The core conclusions are as follows: the P6 high-frequency high-capital group constitutes only 2% of users but generates 88% of the platform’s trading volume; fee policies that harm P6 interests will severely damage the platform’s foundation; 69% of users are low-frequency small retail traders driven purely by hot event topics; $cryptocurrency trading is highly concentrated among algorithmic high-frequency funds, while the sports sector has a more diverse participant structure; ordinary users average only 12 transactions within 90 days, with a median total investment of $224; expanding into new categories requires anchoring to target user profiles rather than merely chasing hot topics.

Since trading volume is highly concentrated among a small core of high-frequency users, why does Polymarket still position itself as a retail product? Professional algorithmic funds underpin the vast majority of transactions, yet product experience, marketing strategy, and category layout seem to continuously accommodate ordinary retail traders.

Part of the answer may lie in structural evolution. The proliferation of agent frameworks, Telegram bots, and no-code tools has made it easy for retail traders to engage in automated trading. If retail traders have started to engage in algorithmic trading, the next natural evolution would be for AI agents to autonomously conduct large-scale high-frequency operations.

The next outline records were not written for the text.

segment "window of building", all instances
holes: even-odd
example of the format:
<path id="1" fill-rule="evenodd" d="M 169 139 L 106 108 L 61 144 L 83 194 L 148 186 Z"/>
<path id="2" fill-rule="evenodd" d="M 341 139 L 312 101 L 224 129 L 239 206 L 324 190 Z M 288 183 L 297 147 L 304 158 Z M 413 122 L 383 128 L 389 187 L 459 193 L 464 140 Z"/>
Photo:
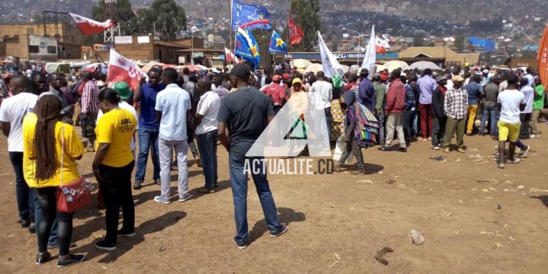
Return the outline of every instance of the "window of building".
<path id="1" fill-rule="evenodd" d="M 40 53 L 40 47 L 38 46 L 29 46 L 29 53 Z"/>
<path id="2" fill-rule="evenodd" d="M 57 47 L 47 46 L 47 53 L 49 54 L 57 54 Z"/>

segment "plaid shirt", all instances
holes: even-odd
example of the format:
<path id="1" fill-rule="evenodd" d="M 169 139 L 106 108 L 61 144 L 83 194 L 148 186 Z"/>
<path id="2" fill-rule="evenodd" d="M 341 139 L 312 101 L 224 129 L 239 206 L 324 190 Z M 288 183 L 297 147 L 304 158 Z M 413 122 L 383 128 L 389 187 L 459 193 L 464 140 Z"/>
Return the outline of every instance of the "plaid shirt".
<path id="1" fill-rule="evenodd" d="M 462 88 L 456 90 L 451 88 L 445 93 L 445 102 L 444 103 L 445 114 L 448 116 L 460 120 L 466 116 L 468 108 L 468 92 Z"/>
<path id="2" fill-rule="evenodd" d="M 86 82 L 82 94 L 82 113 L 99 113 L 99 88 L 95 81 Z"/>

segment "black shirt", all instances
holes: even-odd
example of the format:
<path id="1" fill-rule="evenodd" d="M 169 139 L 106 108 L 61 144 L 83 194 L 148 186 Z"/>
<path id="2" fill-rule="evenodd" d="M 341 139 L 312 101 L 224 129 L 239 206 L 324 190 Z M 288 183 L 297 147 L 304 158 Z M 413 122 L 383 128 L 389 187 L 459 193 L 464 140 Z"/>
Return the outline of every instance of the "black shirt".
<path id="1" fill-rule="evenodd" d="M 217 120 L 230 132 L 230 153 L 245 156 L 266 127 L 266 117 L 274 110 L 269 97 L 255 88 L 241 88 L 221 103 Z"/>

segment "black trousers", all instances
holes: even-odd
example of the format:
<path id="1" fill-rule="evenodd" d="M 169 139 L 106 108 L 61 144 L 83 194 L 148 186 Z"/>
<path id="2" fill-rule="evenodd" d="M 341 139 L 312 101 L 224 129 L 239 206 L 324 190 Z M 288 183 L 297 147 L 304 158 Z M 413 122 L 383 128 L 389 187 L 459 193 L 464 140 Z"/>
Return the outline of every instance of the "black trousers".
<path id="1" fill-rule="evenodd" d="M 42 219 L 36 229 L 38 238 L 38 251 L 47 251 L 47 242 L 51 232 L 51 226 L 55 216 L 59 222 L 58 236 L 59 238 L 59 255 L 68 255 L 71 238 L 73 236 L 73 214 L 57 211 L 57 186 L 36 188 L 36 197 L 42 208 Z"/>
<path id="2" fill-rule="evenodd" d="M 99 187 L 103 192 L 106 208 L 107 235 L 105 240 L 109 244 L 116 244 L 120 207 L 122 208 L 123 222 L 122 229 L 126 232 L 135 230 L 135 204 L 132 195 L 132 171 L 135 166 L 134 161 L 123 167 L 113 167 L 101 164 L 99 173 L 103 179 Z"/>

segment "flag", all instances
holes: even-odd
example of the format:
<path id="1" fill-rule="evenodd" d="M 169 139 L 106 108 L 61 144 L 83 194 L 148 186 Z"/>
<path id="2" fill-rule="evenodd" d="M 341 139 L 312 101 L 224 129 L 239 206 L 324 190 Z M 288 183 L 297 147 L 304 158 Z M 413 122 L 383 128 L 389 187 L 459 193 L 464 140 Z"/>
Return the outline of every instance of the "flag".
<path id="1" fill-rule="evenodd" d="M 538 44 L 538 77 L 540 82 L 548 88 L 548 25 L 544 30 L 543 38 Z"/>
<path id="2" fill-rule="evenodd" d="M 229 49 L 225 48 L 225 60 L 227 63 L 234 62 L 235 64 L 240 64 L 240 60 L 236 57 L 234 53 L 232 53 Z"/>
<path id="3" fill-rule="evenodd" d="M 242 59 L 255 64 L 255 69 L 259 66 L 261 56 L 259 55 L 259 45 L 253 36 L 251 32 L 238 27 L 236 32 L 236 55 Z"/>
<path id="4" fill-rule="evenodd" d="M 232 29 L 246 23 L 249 29 L 272 29 L 270 14 L 264 5 L 248 5 L 240 0 L 232 0 Z M 249 23 L 253 21 L 260 21 L 260 23 Z"/>
<path id="5" fill-rule="evenodd" d="M 110 49 L 107 82 L 125 82 L 129 86 L 129 88 L 135 90 L 139 85 L 139 80 L 142 77 L 147 77 L 147 74 L 136 64 L 121 55 L 114 49 Z"/>
<path id="6" fill-rule="evenodd" d="M 325 77 L 332 77 L 337 74 L 339 75 L 345 74 L 342 66 L 338 63 L 337 58 L 331 53 L 329 49 L 323 42 L 323 38 L 321 37 L 320 32 L 318 32 L 318 47 L 320 48 L 321 66 L 323 68 L 323 73 Z"/>
<path id="7" fill-rule="evenodd" d="M 304 32 L 303 32 L 303 29 L 301 29 L 300 27 L 293 22 L 290 15 L 288 17 L 288 21 L 289 22 L 289 27 L 288 29 L 289 29 L 289 43 L 291 45 L 299 44 L 304 37 Z"/>
<path id="8" fill-rule="evenodd" d="M 73 13 L 68 13 L 73 18 L 80 32 L 85 36 L 100 34 L 111 27 L 114 27 L 112 20 L 108 19 L 104 22 L 97 22 L 95 20 L 86 18 Z"/>
<path id="9" fill-rule="evenodd" d="M 362 68 L 367 68 L 369 71 L 369 76 L 373 76 L 373 68 L 377 62 L 377 42 L 375 36 L 375 25 L 371 27 L 371 35 L 369 36 L 369 42 L 365 49 L 365 55 L 362 62 Z M 383 48 L 384 49 L 384 48 Z M 386 53 L 386 51 L 385 51 Z"/>
<path id="10" fill-rule="evenodd" d="M 282 36 L 280 36 L 275 30 L 272 32 L 272 36 L 270 38 L 269 51 L 278 54 L 287 53 L 287 45 L 286 42 L 282 40 Z"/>

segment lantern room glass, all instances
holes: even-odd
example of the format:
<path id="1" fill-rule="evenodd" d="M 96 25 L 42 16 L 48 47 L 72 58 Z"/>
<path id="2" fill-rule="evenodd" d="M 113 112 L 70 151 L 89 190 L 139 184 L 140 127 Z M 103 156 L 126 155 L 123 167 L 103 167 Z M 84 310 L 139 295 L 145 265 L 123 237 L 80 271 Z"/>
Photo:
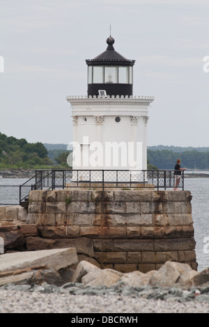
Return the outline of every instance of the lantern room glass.
<path id="1" fill-rule="evenodd" d="M 103 66 L 93 66 L 93 83 L 104 83 L 104 68 Z"/>
<path id="2" fill-rule="evenodd" d="M 118 83 L 121 84 L 128 83 L 128 67 L 118 67 Z"/>
<path id="3" fill-rule="evenodd" d="M 105 66 L 104 67 L 104 83 L 117 83 L 117 67 Z"/>

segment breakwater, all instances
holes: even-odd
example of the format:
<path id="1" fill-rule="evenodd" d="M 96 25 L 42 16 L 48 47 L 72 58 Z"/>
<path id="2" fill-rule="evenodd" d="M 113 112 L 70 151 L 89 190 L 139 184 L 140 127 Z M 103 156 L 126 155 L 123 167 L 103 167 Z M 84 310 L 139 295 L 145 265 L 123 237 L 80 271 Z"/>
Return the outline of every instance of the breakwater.
<path id="1" fill-rule="evenodd" d="M 0 234 L 6 250 L 75 247 L 102 269 L 196 269 L 191 200 L 188 191 L 33 191 L 27 209 L 0 207 Z"/>

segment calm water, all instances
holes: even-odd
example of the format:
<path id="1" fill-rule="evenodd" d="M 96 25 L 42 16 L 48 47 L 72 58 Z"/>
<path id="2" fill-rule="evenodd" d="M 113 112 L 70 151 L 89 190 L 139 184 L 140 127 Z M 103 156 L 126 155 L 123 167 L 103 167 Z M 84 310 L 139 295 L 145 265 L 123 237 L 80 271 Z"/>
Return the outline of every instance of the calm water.
<path id="1" fill-rule="evenodd" d="M 209 173 L 209 172 L 201 172 Z M 18 204 L 19 185 L 27 179 L 3 178 L 0 179 L 0 203 L 1 200 L 7 198 L 9 203 Z M 1 185 L 13 185 L 8 189 Z M 206 243 L 205 237 L 209 238 L 209 178 L 185 178 L 185 190 L 190 191 L 192 196 L 192 217 L 194 227 L 194 238 L 196 242 L 196 254 L 199 271 L 209 266 L 209 253 L 204 253 L 203 248 Z M 5 203 L 5 202 L 4 202 Z M 208 241 L 207 243 L 209 243 Z M 209 246 L 208 247 L 209 248 Z M 205 251 L 207 252 L 207 251 Z"/>

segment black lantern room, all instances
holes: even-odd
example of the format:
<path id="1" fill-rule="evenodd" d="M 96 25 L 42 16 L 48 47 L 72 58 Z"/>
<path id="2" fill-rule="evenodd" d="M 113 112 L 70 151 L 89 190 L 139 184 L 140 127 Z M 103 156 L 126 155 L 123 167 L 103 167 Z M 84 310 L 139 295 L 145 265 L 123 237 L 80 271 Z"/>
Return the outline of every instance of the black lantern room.
<path id="1" fill-rule="evenodd" d="M 114 39 L 107 39 L 107 50 L 94 59 L 86 60 L 88 65 L 88 96 L 132 95 L 133 65 L 114 48 Z"/>

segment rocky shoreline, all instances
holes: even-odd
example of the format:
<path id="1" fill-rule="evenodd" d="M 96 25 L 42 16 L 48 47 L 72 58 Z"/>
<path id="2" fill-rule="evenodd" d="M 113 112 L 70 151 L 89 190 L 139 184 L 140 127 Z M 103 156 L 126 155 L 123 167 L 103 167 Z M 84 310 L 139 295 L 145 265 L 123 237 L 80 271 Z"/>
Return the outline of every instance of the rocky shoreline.
<path id="1" fill-rule="evenodd" d="M 73 248 L 0 256 L 0 313 L 209 312 L 209 268 L 124 273 L 77 262 Z"/>
<path id="2" fill-rule="evenodd" d="M 208 313 L 208 287 L 57 287 L 8 284 L 0 287 L 0 313 Z M 92 316 L 93 317 L 93 315 Z"/>

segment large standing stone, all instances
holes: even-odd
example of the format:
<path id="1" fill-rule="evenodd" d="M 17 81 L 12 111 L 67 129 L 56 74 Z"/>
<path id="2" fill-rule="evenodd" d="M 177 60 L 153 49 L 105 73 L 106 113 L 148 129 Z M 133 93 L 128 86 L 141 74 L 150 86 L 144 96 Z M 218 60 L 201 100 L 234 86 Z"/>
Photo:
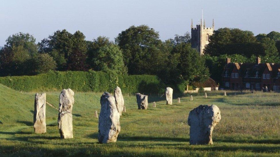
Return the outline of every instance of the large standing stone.
<path id="1" fill-rule="evenodd" d="M 173 94 L 173 89 L 170 87 L 167 87 L 165 90 L 165 95 L 166 97 L 166 104 L 172 104 L 172 96 Z"/>
<path id="2" fill-rule="evenodd" d="M 116 142 L 120 131 L 120 113 L 117 110 L 115 98 L 104 92 L 100 98 L 101 110 L 98 124 L 98 141 L 106 143 Z"/>
<path id="3" fill-rule="evenodd" d="M 138 105 L 138 109 L 147 110 L 148 108 L 148 96 L 136 93 L 136 99 Z"/>
<path id="4" fill-rule="evenodd" d="M 120 113 L 120 115 L 122 115 L 122 113 L 123 110 L 123 107 L 125 104 L 125 100 L 122 94 L 122 91 L 118 87 L 117 87 L 114 91 L 114 97 L 116 100 L 116 106 L 117 110 Z"/>
<path id="5" fill-rule="evenodd" d="M 46 93 L 36 93 L 34 102 L 33 127 L 35 133 L 46 132 Z"/>
<path id="6" fill-rule="evenodd" d="M 221 112 L 217 106 L 201 105 L 190 112 L 188 124 L 190 144 L 213 144 L 212 132 L 221 120 Z"/>
<path id="7" fill-rule="evenodd" d="M 74 103 L 74 92 L 70 88 L 62 90 L 59 96 L 58 128 L 61 138 L 73 138 L 72 109 Z"/>

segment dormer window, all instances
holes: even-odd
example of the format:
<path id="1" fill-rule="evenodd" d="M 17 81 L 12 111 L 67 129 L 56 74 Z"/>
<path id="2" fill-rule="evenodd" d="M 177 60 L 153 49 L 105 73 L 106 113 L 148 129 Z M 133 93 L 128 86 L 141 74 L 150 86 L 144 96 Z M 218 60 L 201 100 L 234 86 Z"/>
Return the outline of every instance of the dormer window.
<path id="1" fill-rule="evenodd" d="M 258 78 L 258 71 L 257 70 L 256 71 L 255 75 L 255 77 L 256 78 Z"/>

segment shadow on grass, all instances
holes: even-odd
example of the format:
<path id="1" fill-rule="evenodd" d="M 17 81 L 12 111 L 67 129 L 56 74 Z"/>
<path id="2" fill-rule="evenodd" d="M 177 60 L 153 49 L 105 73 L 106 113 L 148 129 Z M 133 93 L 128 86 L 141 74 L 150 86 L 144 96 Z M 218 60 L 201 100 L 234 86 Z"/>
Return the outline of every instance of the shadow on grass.
<path id="1" fill-rule="evenodd" d="M 28 122 L 28 121 L 23 121 L 20 120 L 18 120 L 17 121 L 17 122 L 18 123 L 22 123 L 24 124 L 27 126 L 33 126 L 34 124 L 33 122 Z"/>

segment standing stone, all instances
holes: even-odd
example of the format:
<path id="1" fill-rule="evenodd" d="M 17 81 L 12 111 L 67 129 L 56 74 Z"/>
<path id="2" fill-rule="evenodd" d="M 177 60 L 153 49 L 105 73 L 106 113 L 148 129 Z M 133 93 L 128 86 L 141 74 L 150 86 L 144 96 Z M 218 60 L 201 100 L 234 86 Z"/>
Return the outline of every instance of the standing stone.
<path id="1" fill-rule="evenodd" d="M 72 109 L 74 103 L 74 92 L 68 88 L 63 90 L 59 96 L 57 121 L 61 138 L 73 138 Z"/>
<path id="2" fill-rule="evenodd" d="M 167 87 L 165 90 L 165 95 L 166 96 L 166 104 L 172 104 L 172 96 L 173 94 L 173 89 L 170 87 Z"/>
<path id="3" fill-rule="evenodd" d="M 118 87 L 117 86 L 115 89 L 114 91 L 114 97 L 116 100 L 116 106 L 117 107 L 117 110 L 120 113 L 120 115 L 122 115 L 122 113 L 123 110 L 123 106 L 125 104 L 125 100 L 123 100 L 123 97 L 122 94 L 122 91 L 120 88 Z"/>
<path id="4" fill-rule="evenodd" d="M 148 96 L 136 93 L 136 98 L 138 109 L 147 110 L 148 108 Z"/>
<path id="5" fill-rule="evenodd" d="M 201 105 L 190 112 L 188 124 L 190 144 L 213 144 L 212 132 L 221 120 L 221 112 L 217 106 Z"/>
<path id="6" fill-rule="evenodd" d="M 97 111 L 95 111 L 95 113 L 94 114 L 94 116 L 96 118 L 98 118 L 98 114 L 97 113 Z"/>
<path id="7" fill-rule="evenodd" d="M 46 132 L 46 93 L 36 93 L 33 118 L 34 131 L 36 134 Z"/>
<path id="8" fill-rule="evenodd" d="M 100 98 L 101 110 L 98 123 L 98 141 L 106 143 L 116 142 L 120 131 L 120 113 L 117 110 L 115 98 L 104 92 Z"/>

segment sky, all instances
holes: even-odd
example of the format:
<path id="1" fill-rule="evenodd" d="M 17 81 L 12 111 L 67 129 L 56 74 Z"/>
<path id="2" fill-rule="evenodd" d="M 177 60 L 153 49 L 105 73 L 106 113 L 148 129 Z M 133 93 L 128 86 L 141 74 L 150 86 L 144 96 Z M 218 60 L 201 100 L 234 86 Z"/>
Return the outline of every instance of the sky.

This is also why Polymarket may nurture the first killer application at the intersection of $cryptocurrency and artificial intelligence. In a market characterized by strong liquidity, event-driven dynamics, and binary outcomes, autonomous agents can operate with precision. They can absorb world events, social sentiment, and real-time reasoning information, identify mispricing trading opportunities, and execute trades without human intervention.

When this application achieves breakthrough progress, it will no longer just be a $cryptocurrency product. That will be the moment when agent trading enters the mainstream market.